Domjuan acte 1 scène 3
ACTE III, Scène première
DOM JUAN, en habit de campagne, SGANARELLE, en habit de médecin.
SGANARELLE, en médecin: Ma foi, Monsieur, avouez que j'ai eu raison, et que nous voilà l'un et l'autre déguisés à merveille. Votre premier dessein n'était point du tout à propos, et ceci nous cache bien mieux que tout ce que vous vouliez faire.

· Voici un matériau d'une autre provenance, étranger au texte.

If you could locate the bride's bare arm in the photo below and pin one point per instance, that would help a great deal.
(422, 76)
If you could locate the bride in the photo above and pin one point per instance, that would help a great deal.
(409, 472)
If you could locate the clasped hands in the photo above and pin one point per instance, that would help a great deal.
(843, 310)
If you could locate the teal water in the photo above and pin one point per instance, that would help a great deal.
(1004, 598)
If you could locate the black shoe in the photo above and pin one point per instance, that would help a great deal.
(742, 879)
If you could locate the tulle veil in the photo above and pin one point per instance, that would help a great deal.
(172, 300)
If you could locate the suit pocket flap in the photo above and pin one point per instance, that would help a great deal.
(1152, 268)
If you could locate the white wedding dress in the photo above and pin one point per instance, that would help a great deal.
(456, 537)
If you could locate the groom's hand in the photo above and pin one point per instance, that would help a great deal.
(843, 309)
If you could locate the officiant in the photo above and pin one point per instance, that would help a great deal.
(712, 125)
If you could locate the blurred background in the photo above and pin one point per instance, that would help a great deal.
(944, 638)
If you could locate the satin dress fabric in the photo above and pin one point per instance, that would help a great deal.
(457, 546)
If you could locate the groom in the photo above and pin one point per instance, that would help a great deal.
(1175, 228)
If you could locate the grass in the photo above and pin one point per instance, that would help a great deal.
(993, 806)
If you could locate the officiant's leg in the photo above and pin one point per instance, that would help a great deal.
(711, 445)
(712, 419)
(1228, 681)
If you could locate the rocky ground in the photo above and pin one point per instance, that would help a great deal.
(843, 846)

DOM JUAN, en habit de campagne: Il est vrai que te voilà bien, et je ne sais où tu as été déterrer cet attirail ridicule.
SGANARELLE: Oui? C'est l'habit d'un vieux médecin, qui a été laissé en gage au lieu où je l'ai pris, et il m'en a coûté de l'argent pour l'avoir. Mais savez-vous, Monsieur, que cet habit me met déjà en considération, que je suis salué des gens que je rencontre, et que l'on me vient consulter ainsi qu'un habile homme?
DOM JUAN: Comment donc?
SGANARELLE: Cinq ou six paysans et paysannes, en me voyant passer, me sont venus demander mon avis sur différentes maladies.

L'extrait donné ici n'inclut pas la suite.